PKW sugeruje: prawybory w PO nielegalne?
Państwowa Komisja Wyborcza oświadczyła, że kandydaci w wyborach prezydenckich powinni powstrzymać się od klasycznych elementów kampanii wyborczej do czasu ogłoszenia daty wyborów. PKW zaznacza, że już dostrzega działania, które mają "cechy kampanijne".
2010-03-24, 19:16
"W imię zasady równych szans oraz w imię dobrze pojętej kultury politycznej, zarówno osoby zamierzające uczestniczyć w wyborach, jak i podmioty promujące udział tych osób w wyborach, powinny przed zarządzeniem wyborów powstrzymać się od klasycznych elementów kampanii wyborczej na rzecz przyszłych kandydatów" - podkreśliła PKW w stanowisku, dostępnym na jej stronie internetowej.
PKW przypomniała, że zgodnie z ordynacją wyborczą kampania w wyborach prezydenckich rozpocznie się z dniem ogłoszenia daty wyborów przez marszałka Sejmu. W przypadku tegorocznych wyborów marszałek musi to ogłosić między 23 maja a 23 czerwca.
Czy chodzi o debatę Komorowski - Sikorski ?
W ocenie PKW, "dość jasno rysuje się podział na działania wewnątrzpartyjne, odbywające się na zjazdach, kongresach i zebraniach partii, w tym na spotkaniach z członkami partii, którzy np. mają wypowiedzieć się w tzw. prawyborach, oraz na działania agitacyjne, skierowane do szerokiego kręgu odbiorców, w których krytykowani są inni potencjalni kandydaci na prezydenta".
To musi regulować prawo
Iwona Śledzińska-Katarasińska (PO) z komisji nadzorującej prawybory w Platformie ocenia, że stanowisko PKW świadczy o "niedoskonałości obowiązujących regulacji prawnych". "Być może w przyszłości warto byłoby - na przykład w ordynacji wyborczej zapisać uregulowania dotyczące prawyborów" - powiedziała posłanka PO.
REKLAMA
Rzecznik klubu PiS Mariusz Błaszczak uważa z kolei, że PKW powinna doprecyzować swoje stanowisko. "Z komunikatu PKW wynika, że kampania wyborcza nie powinna być prowadzona przed ogłoszeniem terminu wyborów. Jednocześnie PKW uchyla się od interwencji w tej sprawie" - powiedział Błaszczak.

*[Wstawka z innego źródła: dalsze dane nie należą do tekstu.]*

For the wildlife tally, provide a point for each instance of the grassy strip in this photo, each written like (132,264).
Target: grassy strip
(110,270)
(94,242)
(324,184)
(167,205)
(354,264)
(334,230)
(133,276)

PKW powinna interweniować wcześniej
W opinii szefowej sztabu kandydata SLD na prezydenta Jerzego Szmajdzińskiego, Jolanty Szymanek-Deresz to dobrze, że PKW wydała tego typu stanowisko, jednak - jak oceniła - trochę zbyt późno.
"Dobrze, że są takie wytyczne, taka interpretacja, szkoda tylko, że pod koniec kampanii prawyborczej w PO, tuż przed podjęciem decyzji, bo wydaje mi się, że to głównie właśnie przedstawiciele Platformy zainicjowali taką formę już otwartej kampanii" - podkreśliła Szymanek-Deresz.